1645 - Etablissement (6)
24 mars 2024
Mon père s’est pris d’un vif intérêt (un peu contre ma propre attente !) pour le volume d’Annie Ernaux, Ecrire la vie, qu’à sa demande je lui ai prêté. Je lui avais recommandé les Années, récit d’une autobiographie collective de la génération à laquelle lui-même appartient (Ernaux et lui sont nés en 1940 tous deux), mais il n’a pas voulu sauter ainsi tout de go au tout dernier récit que contient le volume. Il précise, cependant : s’il aborde l’un après l’autre tel ou tel titre, il a laissé de côté les ouvrages où « Annie » raconte « ses galipettes », non, précise-t-il, qu’elles l’offusquent, mais parce qu’elles appartiennent en propre au vécu de leur auteure. Nonobstant cette réserve (et ce trait d’humour dans lequel je reconnais bien mon père), que cette lecture lui plaise, comme lui avait plu Nos Vies de Marie-Hélène Lafon qu’il avait emprunté à ma sœur, contente en moi ce besoin de « chaînes » que je me plais, pour peu qu'elles se produisent, à relever…

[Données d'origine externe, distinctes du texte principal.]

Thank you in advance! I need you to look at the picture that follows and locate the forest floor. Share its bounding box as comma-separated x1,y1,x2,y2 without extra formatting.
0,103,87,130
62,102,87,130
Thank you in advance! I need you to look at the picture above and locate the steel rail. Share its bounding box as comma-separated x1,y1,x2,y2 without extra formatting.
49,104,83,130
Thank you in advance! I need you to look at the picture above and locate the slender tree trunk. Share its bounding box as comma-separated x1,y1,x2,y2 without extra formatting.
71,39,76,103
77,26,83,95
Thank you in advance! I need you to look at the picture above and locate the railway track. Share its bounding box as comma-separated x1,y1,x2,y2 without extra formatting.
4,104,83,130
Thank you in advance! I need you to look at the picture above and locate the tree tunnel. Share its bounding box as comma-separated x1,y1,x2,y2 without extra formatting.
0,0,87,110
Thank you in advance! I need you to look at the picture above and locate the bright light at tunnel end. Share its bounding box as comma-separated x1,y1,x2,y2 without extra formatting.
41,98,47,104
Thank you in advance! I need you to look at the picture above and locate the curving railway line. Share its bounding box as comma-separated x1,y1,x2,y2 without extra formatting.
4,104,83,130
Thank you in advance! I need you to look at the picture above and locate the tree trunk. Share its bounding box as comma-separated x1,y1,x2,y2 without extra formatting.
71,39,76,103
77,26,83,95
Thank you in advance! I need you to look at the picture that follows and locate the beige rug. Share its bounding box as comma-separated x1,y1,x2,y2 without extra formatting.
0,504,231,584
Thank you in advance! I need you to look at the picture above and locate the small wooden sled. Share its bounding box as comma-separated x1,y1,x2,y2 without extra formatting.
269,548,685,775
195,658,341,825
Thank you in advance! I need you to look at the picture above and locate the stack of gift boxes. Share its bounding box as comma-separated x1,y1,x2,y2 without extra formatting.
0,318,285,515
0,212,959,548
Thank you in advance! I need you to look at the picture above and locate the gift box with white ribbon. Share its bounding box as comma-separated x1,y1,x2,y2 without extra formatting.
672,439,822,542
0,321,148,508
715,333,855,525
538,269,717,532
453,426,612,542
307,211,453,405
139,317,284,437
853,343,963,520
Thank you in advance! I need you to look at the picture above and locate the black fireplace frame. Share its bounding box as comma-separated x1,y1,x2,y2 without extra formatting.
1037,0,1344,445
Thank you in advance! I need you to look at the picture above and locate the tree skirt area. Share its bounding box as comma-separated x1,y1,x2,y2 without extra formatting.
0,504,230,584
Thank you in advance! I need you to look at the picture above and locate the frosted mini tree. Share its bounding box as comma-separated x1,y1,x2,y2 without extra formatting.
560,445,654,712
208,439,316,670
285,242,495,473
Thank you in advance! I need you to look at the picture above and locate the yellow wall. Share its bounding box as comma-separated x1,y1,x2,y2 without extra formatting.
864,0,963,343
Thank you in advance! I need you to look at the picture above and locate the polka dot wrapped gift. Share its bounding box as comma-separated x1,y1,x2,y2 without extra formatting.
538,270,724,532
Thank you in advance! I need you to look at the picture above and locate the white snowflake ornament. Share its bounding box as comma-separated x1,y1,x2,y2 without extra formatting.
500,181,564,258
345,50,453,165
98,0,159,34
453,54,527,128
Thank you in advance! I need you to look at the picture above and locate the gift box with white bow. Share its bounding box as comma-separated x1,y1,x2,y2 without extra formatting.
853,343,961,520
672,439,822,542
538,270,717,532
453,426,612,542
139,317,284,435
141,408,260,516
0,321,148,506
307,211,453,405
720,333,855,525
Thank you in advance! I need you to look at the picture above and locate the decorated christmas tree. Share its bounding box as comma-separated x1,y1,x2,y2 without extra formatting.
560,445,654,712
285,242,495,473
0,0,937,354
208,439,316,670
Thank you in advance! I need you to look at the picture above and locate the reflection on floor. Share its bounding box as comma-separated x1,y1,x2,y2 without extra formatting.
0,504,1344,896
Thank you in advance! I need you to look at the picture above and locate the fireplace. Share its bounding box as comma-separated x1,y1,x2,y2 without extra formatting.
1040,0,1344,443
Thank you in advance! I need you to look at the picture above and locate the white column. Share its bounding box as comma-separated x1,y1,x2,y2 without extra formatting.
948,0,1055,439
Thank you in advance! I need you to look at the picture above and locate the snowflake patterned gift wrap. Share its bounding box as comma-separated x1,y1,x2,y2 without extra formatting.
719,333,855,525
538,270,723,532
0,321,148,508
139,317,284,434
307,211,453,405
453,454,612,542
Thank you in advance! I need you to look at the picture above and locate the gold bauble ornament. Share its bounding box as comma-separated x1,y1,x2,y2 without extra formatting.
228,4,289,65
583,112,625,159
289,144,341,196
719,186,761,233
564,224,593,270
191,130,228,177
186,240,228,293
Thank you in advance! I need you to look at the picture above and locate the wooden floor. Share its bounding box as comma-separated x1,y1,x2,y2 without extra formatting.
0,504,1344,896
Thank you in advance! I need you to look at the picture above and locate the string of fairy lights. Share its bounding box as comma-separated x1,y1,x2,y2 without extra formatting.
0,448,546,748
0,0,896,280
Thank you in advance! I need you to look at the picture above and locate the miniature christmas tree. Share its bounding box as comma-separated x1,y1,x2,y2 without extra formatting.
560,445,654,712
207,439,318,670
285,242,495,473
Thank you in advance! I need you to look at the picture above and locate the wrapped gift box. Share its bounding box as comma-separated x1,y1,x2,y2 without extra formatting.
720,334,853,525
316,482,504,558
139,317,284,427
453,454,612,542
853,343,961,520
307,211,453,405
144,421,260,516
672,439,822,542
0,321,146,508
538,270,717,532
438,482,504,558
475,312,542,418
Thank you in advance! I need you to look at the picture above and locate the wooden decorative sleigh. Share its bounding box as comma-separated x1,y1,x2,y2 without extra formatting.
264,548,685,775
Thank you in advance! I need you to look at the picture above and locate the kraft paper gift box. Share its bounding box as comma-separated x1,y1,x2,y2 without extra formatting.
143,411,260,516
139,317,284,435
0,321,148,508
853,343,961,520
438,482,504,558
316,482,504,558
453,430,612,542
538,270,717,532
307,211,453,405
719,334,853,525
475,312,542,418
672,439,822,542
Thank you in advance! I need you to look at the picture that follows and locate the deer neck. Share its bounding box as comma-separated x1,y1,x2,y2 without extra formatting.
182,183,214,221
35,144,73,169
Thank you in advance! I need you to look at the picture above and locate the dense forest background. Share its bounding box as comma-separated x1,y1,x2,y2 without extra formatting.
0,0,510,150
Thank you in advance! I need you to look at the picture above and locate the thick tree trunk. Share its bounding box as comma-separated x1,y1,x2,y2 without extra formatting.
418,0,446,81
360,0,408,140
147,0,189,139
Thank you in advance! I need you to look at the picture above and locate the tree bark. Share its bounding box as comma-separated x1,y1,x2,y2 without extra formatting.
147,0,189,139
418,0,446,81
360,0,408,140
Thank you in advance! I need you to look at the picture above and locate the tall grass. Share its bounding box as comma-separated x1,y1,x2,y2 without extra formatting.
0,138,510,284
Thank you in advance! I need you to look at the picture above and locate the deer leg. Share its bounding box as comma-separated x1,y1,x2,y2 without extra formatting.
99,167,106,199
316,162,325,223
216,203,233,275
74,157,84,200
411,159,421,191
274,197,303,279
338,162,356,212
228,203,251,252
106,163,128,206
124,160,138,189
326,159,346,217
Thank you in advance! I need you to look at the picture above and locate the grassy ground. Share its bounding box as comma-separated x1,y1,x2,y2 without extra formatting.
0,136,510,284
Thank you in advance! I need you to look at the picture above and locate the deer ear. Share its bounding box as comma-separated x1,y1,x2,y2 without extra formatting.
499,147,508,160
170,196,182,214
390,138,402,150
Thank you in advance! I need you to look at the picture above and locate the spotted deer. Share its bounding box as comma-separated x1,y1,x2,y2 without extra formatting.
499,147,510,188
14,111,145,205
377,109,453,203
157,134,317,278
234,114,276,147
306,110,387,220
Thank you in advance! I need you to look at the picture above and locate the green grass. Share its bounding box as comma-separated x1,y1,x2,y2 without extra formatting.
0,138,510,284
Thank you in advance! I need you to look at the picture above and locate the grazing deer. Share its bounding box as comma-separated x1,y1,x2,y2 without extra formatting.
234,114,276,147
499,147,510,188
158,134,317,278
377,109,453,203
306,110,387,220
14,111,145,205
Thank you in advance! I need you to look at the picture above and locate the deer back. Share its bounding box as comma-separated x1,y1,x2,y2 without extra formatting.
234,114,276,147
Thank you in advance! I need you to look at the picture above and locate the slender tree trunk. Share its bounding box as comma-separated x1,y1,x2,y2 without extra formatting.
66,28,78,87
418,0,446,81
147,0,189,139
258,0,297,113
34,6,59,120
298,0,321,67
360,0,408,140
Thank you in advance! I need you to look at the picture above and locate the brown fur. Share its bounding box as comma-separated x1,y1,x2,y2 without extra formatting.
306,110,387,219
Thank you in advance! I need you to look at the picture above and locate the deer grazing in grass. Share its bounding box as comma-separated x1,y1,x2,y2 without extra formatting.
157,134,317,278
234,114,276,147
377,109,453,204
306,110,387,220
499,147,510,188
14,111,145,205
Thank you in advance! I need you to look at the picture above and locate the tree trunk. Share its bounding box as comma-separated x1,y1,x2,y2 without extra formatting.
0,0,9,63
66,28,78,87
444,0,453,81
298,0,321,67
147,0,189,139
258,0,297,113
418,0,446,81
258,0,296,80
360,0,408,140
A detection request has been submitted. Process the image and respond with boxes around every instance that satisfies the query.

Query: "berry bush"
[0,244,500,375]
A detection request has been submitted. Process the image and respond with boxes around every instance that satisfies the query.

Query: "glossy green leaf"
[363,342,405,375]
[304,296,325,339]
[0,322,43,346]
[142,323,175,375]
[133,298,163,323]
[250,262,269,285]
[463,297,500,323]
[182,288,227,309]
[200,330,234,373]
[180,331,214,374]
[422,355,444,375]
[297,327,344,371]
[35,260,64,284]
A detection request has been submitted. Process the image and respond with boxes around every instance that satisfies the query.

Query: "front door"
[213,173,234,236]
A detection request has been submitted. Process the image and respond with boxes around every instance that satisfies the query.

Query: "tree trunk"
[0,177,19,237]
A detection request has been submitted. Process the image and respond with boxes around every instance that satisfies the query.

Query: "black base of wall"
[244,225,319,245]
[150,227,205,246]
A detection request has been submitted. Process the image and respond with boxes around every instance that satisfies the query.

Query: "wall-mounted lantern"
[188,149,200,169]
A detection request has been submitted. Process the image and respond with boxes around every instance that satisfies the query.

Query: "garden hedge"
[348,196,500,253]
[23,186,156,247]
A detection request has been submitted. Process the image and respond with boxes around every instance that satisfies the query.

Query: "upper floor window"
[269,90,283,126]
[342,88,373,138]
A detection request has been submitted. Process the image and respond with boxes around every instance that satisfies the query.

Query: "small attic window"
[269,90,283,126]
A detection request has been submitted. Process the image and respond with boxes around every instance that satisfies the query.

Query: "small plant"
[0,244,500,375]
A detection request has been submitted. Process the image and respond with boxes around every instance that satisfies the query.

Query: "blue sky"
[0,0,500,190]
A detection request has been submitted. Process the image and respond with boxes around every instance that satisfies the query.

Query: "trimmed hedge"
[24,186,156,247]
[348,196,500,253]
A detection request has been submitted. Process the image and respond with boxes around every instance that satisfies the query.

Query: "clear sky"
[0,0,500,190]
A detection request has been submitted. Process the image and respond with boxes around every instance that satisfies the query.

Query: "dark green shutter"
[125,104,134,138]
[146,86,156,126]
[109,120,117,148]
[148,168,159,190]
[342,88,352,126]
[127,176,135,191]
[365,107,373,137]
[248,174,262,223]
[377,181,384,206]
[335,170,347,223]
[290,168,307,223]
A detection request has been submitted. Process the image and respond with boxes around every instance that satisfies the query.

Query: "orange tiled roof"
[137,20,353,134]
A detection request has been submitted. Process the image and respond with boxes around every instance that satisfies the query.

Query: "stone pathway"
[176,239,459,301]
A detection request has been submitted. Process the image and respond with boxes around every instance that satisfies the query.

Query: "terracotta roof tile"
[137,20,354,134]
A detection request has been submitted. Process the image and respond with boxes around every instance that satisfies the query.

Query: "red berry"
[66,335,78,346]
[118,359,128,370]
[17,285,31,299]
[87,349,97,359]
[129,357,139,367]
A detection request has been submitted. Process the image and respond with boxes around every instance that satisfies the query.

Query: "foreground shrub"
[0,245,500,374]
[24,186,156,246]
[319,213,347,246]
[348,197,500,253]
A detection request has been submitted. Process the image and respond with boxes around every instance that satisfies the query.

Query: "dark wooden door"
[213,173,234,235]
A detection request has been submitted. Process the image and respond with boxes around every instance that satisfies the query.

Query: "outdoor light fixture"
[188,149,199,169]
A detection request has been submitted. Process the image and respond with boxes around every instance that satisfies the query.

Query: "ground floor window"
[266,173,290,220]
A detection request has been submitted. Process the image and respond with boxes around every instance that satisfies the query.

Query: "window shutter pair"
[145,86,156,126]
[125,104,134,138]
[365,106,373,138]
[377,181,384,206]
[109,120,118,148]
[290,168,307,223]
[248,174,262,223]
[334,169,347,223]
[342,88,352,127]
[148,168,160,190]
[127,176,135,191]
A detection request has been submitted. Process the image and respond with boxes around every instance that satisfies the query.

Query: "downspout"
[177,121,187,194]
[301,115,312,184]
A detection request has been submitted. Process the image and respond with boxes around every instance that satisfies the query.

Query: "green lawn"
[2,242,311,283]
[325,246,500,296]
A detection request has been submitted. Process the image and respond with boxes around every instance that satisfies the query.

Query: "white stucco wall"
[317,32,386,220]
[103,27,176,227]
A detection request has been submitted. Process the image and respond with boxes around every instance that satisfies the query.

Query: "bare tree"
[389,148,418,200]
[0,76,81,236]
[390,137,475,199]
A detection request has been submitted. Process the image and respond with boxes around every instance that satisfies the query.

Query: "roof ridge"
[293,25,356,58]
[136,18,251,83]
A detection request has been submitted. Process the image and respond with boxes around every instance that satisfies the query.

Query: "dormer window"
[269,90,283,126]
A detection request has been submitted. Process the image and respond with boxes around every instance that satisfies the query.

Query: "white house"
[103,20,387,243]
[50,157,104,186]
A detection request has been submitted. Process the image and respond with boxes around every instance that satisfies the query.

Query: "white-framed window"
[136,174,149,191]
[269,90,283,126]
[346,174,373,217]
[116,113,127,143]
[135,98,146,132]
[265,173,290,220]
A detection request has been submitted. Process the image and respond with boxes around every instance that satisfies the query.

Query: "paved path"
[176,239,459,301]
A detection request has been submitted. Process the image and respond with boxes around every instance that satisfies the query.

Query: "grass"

Je songe à ce propos aux interrogations de Dominique Fernandez face à Arthur Dreyfus dans leur Correspondance indiscrète : faut-il tout raconter de sa vie sexuelle, ou doit-on jeter quelque voile pudique sur ses expériences afin de préserver leur part d'érotisme (je retranscris à ma façon, en n’étant pas certain de comprendre le sens de ce questionnement) ou part d’imagination, ainsi que l’avance le premier des deux écrivains ?
Julien Green, cependant, dans son Journal n’avait guère ces pudeurs de gazelle — non que je le suive toujours dans ses façons de prendre et laisser sans considération ni scrupule aucun ses partenaires d’occasion, usant d’eux comme de simples objets de plaisir, voire brossant parfois d’eux des portraits cruels, ainsi que déjà évoqué…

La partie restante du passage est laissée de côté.